A few things I learned on the way:

  • Reading charts saves time¬†– having used written and photographed tutorials for amigurumi and potholders, for doilies I decided that I had to learn how to read charts. When I started out it took some time switching between the chart and the descriptions of the symbols to learn this new language but it’s been worth it! I find looking at the charts much quicker now as a reference than continually going back to written descriptions and having to visualise where the stitches are going. One useful note I read was that the crochet symbols were made to symbolise how the stitches look on the crochet piece. A useful reference chart for crochet symbols (with US terms) can be found at actors, dancers and yarn – oh my!.
  • Start small – I began making small doilies that had very few symbols to decipher. There was less stress that I was going to waste yarn and I got that “Yay done!” feeling quite quickly. Once I’d tried a few small doilies I progressed to slightly larger and more complex charts.
  • Charts can be incorrect – I’ve followed charts from old crochet magazines and have found that sometimes the charts can be wrong. A little way through a round I’ve realised that a symbol has been missing or added in the part of the chart that I’d counted. This has only happened on a couple of complex rounds so I’ve learned to keep a bit of an eye on this – if I can’t automatically see how many symbols there are, I count the number of symbols on two different sections of the chart to double-check there are no differences.
  • A mentor is a big help – when I get stuck or a section doesn’t look like I would expect it to look I jump online to try and search for tutorials and photographs. Persist persist persist. Most valuable however has been when I went to visit my super-clever-and-crafty mum who looked over a chart with me and showed me some maneuvers – she showed me the method and spoke through what she was doing, then I tried the same and talked it back to her to make sure I understood.
  • Some hooks are better than other hooks – as my mum helped me with a chart, she told me my 2mm hook was funny. She pulled out her stash of crochet hooks and showed me her 2mm hook – mine had a sharper point which was sometimes causing the cotton yarn to split, and mine also had a thinner “neck”. I stuck with my funny hook to complete my doily but I’ve since tried out the 2mm hook she gave me and I find it easier to use for cotton. If your hook is misbehaving, it’s not necessarily you that needs more practice, it could just be that the hook is not suited to the material!
  • No chart is set in stone – after a few doilies, I’ve found that I can make small adjustments if I don’t like how the doily is turning out. Crochet varies from person to person so if I find my chains looking too floppy then I can reduce their length. Just make sure to make the adjustment and stick to it all the way around for consistency.
  • Wobbles can be ironed out¬†– when I completed my first larger doily it was a little wobbly around the edges but because I was staying with my mum I got the chance for her to show me how to be patient and press out the doily with an iron. A few minutes later I had a beautifully flat doily. Another doily I made (the peachy coloured one) when I was at home was much more wobbly but even that has flattened out well enough and will become flatter with some more ironing. I will need to pay more attention to what is causing the wobbles (I think I start crocheting doilies quite tight and then ease out as I get comfortable with the pattern and progress) but for now the iron is my friend.
  • No one will know if you did something “wrong” – when people see your finished doily they won’t be comparing it to a chart, they won’t know if you’ve made any oddities or adjustments. Whatever you’ve created is exactly as it should be!
Crochet doily close-up
Crochet doily close-up
Peach coloured crochet doily
Flower crochet doily

2 thoughts on “Lessons from learning to crochet doilies”

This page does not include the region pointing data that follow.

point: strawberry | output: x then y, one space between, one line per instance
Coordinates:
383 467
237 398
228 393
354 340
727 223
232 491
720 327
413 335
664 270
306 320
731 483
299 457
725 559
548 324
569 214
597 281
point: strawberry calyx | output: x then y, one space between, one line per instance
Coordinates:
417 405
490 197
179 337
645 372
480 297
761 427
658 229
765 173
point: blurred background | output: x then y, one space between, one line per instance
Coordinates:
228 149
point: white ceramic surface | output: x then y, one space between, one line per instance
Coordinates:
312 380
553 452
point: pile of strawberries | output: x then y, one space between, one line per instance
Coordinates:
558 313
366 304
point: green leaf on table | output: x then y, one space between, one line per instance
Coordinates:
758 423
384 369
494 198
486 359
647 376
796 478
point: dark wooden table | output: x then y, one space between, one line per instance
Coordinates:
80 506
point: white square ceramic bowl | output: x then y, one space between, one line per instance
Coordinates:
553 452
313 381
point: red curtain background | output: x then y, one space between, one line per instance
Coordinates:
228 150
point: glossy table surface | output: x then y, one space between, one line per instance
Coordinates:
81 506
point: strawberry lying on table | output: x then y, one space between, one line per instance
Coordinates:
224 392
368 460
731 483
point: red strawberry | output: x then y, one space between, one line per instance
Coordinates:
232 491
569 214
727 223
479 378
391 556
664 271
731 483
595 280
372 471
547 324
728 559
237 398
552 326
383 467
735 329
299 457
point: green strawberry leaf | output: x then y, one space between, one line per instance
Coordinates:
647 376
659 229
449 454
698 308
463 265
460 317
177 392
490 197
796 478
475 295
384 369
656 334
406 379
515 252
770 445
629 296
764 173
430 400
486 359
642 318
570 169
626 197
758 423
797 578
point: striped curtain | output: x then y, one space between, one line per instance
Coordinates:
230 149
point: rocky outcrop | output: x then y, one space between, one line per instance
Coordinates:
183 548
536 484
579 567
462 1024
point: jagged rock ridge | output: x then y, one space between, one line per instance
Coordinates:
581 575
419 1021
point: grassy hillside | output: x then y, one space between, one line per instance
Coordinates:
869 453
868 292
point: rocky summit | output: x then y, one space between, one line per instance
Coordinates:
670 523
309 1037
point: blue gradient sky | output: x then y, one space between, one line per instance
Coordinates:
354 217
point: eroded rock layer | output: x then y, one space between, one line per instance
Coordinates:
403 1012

  1. The white doily with the flowers in the center is so pretty! Is there a pattern for that one?

    1. Hi Catherine,

      That one came from an old UK magazine called “Crochet Monthly” (issue number 251) published in the year 2000. The pattern’s name is “Corn Dolly” designed by Shie Kose. The doily itself is on the front cover of the magazine.

      You might be able to find a second hand copy of the magazine online.